Betweenness and communities (cluster_edge_betweenness)

Could someone explain how communities are determined based on R’s cluster_edge_betweenness function? I would like to know why, in the attached graph, p14 and p15 are grouped with the g6 community and not with the other one (g3 + g5). And how can I force these two nodes to be clustered with g3/g5? I tried using ‘weights’ but no luck.

library(igraph)
library(dplyr)

mydf <- data.frame(id=LETTERS, locus=c(rep("alpha",14), rep("beta",12)), 
     group=c(rep(1,2), rep(2,6), rep(3,6), rep(4,4), rep(5,4), rep(6,4)),
                   pair=c(1:12,14,15,3,4,6,8,9:16))

mydf <- filter(mydf, group %in% c(3,5,6))
mydf

g <- mydf %>%
  dplyr::mutate(sg = paste0("g", group), sp = paste0("p", pair)) %>%
  dplyr::select(sg, sp, locus) %>%
  graph_from_data_frame(directed=FALSE) 

g
#IGRAPH f429061 UN-- 11 14 -- 
#+ attr: name (v/c), locus (e/c)
#+ edges from f429061 (vertex names):
# [1] g3--p9  g3--p10 g3--p11 g3--p12 g3--p14 g3--p15 g5--p9  g5--p10 g5--p11 g5--p12 g6--p13
#[12] g6--p14 g6--p15 g6--p16

ceb <- cluster_edge_betweenness(g)
  
plot(ceb, g, 
     vertex.shape=c(rep("square",3), rep("circle",8)),
     col="yellow", 
     edge.color = as.factor(E(ig)$locus), 
     edge.width=2 + (E(ig)$locus=="alpha") * 2)

There is a reference in the documentation to the original paper by Girvan and Newman, which you can look at.

This is a well-known community detection algorithm that today is usually discussed only for educational purposes.
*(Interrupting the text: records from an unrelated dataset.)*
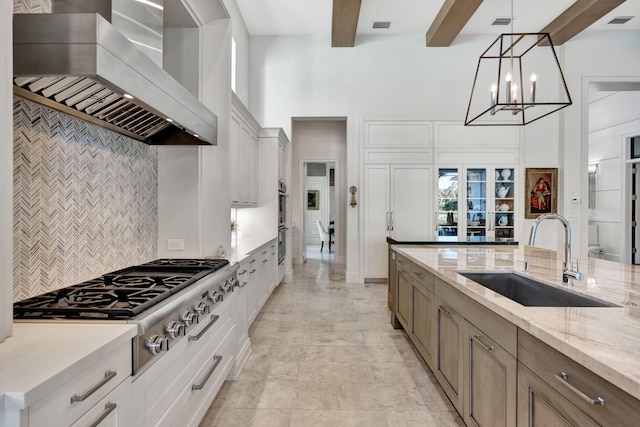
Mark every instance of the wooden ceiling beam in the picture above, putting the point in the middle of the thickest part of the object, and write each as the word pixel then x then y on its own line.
pixel 452 17
pixel 577 17
pixel 344 22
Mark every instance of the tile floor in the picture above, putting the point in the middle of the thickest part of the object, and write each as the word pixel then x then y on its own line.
pixel 325 354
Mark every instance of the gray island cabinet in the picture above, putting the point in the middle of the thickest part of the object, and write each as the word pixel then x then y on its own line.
pixel 493 370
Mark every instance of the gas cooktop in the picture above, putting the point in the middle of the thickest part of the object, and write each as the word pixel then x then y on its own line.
pixel 121 294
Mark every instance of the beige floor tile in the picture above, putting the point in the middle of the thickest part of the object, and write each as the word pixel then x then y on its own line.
pixel 324 354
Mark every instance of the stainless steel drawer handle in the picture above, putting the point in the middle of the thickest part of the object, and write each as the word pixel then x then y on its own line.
pixel 444 310
pixel 200 386
pixel 486 347
pixel 214 319
pixel 564 379
pixel 108 376
pixel 108 409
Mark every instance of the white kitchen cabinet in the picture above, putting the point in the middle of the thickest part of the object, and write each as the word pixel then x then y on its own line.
pixel 243 156
pixel 203 359
pixel 114 410
pixel 88 392
pixel 477 201
pixel 397 204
It does not do very well, in general. There is a (somewhat mediocre) Wikipedia article about how it works which you can also look at: Girvan–Newman algorithm - Wikipedia

Because g3--p15 and g3--p14 are the highest betweenness edges, thus they are removed first.

If you just want to plot manually specified groups, you can enter your own membership vector.

Thank you szhorvat! That’s very helpful.

I was hoping to find a method that groups g3–p15 and g3–p14 in the same community as {p9, p10, p11, p12}. Can I use “weights” to reduce the betweenness for those two particular edges, or any other way?

If you want to use a certain partitioning, why are you looking for a method that returns it? You already have the partitioning.

I know the partitioning for only those two edges. I don’t have the partitioning for all cases, that’s why I need a method to do it in general. I thought there may be a way to use edge attributes (which I have - the locus variable) to make the algorithm choose one or the other community for certain edges that fall in-between clusters. :slight_smile: